Contrastes et accessibilité : étude sur un cas limite

Le footer des sites noesya.coop contient une liste de tous les sites de l’écosystème : celui sur lequel on se trouve actuellement est en blanc pur (en light mode) ou en noir pur (en dark mode), tandis que ceux disponibles sont d’une couleur légèrement plus claire, et ceux indisponibles d’une couleur plus claire encore. Nous nous intéressons dans cet article au troisième cas, les sites qui ne sont pas encore disponibles, mais dont on annonce discrètement l’existence future.

Résultats des tests du WCAG Contrast checker

De fait, en raison de nos choix de design, ces derniers ne respectent pas le ratio des critères AA et AAA fixés par le Web Content Accessibility Guidelines (WCAG), le référentiel international en matière d'accessibilité Web.

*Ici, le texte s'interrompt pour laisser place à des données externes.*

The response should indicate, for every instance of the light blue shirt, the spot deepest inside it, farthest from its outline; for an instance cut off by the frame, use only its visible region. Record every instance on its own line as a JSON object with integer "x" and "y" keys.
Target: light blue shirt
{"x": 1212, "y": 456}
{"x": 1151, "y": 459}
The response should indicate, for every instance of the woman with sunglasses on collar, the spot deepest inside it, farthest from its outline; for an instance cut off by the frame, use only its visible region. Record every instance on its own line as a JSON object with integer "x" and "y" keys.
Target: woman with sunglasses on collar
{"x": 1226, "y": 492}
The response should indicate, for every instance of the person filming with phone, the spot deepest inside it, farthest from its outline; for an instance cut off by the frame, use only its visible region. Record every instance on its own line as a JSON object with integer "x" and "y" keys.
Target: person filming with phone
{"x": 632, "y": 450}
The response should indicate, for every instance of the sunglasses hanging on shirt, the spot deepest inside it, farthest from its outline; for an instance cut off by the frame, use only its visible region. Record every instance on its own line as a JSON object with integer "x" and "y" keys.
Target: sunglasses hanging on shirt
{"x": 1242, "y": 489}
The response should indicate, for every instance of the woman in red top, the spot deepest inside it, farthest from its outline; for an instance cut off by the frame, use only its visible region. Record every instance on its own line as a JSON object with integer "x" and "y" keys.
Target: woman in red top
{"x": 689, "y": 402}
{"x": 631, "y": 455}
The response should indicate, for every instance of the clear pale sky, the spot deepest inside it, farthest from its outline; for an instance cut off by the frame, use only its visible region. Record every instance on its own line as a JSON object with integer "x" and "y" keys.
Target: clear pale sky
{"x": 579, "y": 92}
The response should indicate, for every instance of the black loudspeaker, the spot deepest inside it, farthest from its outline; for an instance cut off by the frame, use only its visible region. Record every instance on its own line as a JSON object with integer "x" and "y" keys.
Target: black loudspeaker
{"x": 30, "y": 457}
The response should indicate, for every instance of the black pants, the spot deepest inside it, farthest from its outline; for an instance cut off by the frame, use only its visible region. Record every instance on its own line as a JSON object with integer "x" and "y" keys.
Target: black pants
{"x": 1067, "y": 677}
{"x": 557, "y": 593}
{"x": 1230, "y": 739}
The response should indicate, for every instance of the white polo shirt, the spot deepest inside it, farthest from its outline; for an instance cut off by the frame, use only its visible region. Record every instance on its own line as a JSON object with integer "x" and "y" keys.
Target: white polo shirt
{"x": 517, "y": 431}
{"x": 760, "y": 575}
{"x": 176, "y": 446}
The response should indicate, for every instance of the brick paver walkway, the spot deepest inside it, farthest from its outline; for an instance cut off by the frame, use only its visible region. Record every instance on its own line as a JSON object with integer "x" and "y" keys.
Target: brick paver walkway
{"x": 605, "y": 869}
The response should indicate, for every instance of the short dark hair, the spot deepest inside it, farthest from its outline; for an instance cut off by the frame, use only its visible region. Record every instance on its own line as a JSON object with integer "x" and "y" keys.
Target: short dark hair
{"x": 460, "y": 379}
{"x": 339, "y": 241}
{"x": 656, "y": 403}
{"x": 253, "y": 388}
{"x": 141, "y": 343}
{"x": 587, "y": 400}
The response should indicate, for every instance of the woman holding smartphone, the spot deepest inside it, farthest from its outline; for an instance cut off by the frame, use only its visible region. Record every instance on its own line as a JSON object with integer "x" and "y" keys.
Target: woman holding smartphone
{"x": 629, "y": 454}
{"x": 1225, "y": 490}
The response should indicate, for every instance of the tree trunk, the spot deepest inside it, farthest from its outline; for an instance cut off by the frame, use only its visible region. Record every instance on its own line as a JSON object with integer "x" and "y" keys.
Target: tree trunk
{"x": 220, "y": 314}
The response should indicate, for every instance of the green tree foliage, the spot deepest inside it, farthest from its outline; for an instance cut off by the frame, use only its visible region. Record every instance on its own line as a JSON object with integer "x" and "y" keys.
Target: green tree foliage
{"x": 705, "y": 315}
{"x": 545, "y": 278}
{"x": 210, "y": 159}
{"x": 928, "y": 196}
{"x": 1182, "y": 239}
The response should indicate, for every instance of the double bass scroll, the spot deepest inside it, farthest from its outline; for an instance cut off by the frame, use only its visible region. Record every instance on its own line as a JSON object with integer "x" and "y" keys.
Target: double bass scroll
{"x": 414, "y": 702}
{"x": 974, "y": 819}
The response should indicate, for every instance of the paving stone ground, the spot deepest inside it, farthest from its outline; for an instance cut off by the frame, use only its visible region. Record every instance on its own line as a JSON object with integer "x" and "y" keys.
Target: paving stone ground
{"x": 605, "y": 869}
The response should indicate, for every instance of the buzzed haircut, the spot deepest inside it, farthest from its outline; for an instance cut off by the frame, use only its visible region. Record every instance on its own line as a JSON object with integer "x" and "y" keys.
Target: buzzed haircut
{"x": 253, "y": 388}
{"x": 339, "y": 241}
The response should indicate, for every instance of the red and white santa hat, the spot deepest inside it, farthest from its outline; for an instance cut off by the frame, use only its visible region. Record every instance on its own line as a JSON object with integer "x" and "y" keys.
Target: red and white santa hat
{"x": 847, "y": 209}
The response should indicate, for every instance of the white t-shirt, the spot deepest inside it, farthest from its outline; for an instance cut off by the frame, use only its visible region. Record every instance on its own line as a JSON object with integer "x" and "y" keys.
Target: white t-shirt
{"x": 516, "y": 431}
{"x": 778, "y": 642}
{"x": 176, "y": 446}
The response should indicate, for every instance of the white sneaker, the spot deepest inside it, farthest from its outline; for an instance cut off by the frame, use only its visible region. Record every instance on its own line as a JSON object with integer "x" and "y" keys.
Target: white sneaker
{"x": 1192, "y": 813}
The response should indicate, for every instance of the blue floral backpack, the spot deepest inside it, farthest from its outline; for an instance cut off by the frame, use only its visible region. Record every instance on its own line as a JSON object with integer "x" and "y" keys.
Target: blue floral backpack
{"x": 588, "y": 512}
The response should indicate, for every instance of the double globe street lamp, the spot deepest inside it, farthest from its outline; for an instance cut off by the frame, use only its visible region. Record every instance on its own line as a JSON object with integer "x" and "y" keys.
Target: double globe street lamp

Le critère 1.4.6 (Contrast - Enhanced) indique en effet ceci :

The visual presentation of text and images of text has a contrast ratio of at least 7:1.

Néanmoins, il ne s’agit en réalité ni d’un échec, ni d’une dérogation.

Choix graphiques et méthode technique

Dans le footer, nous utilisons des liens pour les sites déjà en ligne, et des balises span pour ceux qui ne le sont pas. Le plus petit niveau de contraste indique de façon claire l’indisponibilité de ces éléments, ce qui est complété par un attribut title “Ce site sera disponible bientôt...”. Ainsi, que ce soit visuellement ou vocalement, l’information de l’indisponibilité est bien restituée.

Cela dit, le sujet de la couleur reste important, car le critère ci-dessus implique un respect de ratio important. Cependant, la suite du descriptif du critère 1.4.6 indique ceci : 

The visual presentation of text and images of text has a contrast ratio of at least 7:1, except for the following :

Incidental

Text or images of text that are part of an inactive user interface component, that are pure decoration, that are not visible to anyone, or that are part of a picture that contains significant other visual content, have no contrast requirement.

Il semble ainsi nécessaire de comprendre la définition, selon le WCAG, d’un composant UI (user interface component) :

A part of the content that is perceived by users as a single control for a distinct function. Note : Multiple user interface components may be implemented as a single programmatic element. "Components" here is not tied to programming techniques, but rather to what the user perceives as separate controls.

Étant donné qu’il s’agit d’un élément perçu comme un lien indisponible et malgré l’absence de comportement programmatique particulier, notre span grisé semble correspondre à cette définition.

Dès lors, il semble que cet usage correspond aux exceptions citées en préambule du critère 1.4.6. Une idée confirmée par une exception au critère 1.4.11 (Non-text contrast), qui précise ceci : 

User Interface Components that are not available for user interaction (e.g., a disabled control in HTML) are not required to meet contrast requirements in WCAG 2.1. An inactive user interface component is visible but not currently operable. An example would be a submit button at the bottom of a form that is visible but cannot be activated until all the required fields in the form are completed.

Enfin, le RGAA confirme cette pratique dans un “cas particulier” du critère 3.2 :

Le texte ou l’image de texte fait partie d’un élément d’interface sur lequel aucune action n’est possible (par exemple un bouton avec l’attribut disabled).

Il est important de noter que si le RGAA s’appuie essentiellement sur les critères A et AA du WCAG (les 50 critères retenus par la norme européenne de référence1), la documentation officielle de ce dernier permet de s’assurer, comme montré plus haut, que l’on n’enfreint pas le niveau AAA des critères relatifs au contraste du contenu.

Limites

Un risque réel persiste tout de même et si le groupe de travail du WCAG n’a pas pu statuer sur un niveau de contraste minimal et acceptable pour les éléments inactifs (source : issue #805 du WCAG 2.1), il est nécessaire de prendre en compte le fait que certaines personnes avec une vision faible ou des circonstances particulières (migraines, fatigues) pourraient devoir (et vouloir) plisser des yeux pour distinguer le gris foncé du noir ou le gris clair du blanc.

Néanmoins, dans la mesure où un contraste plus fort donne l'impression que ces éléments indisponibles sont cliquables, il semble plus approprié de ne pas accentuer les couleurs. Il s'agit cependant d'un cas très particulier, peut être voué à être corrigé par les prochaines éditions des différents référentiels et interrogeant la nécessité même de ces informations.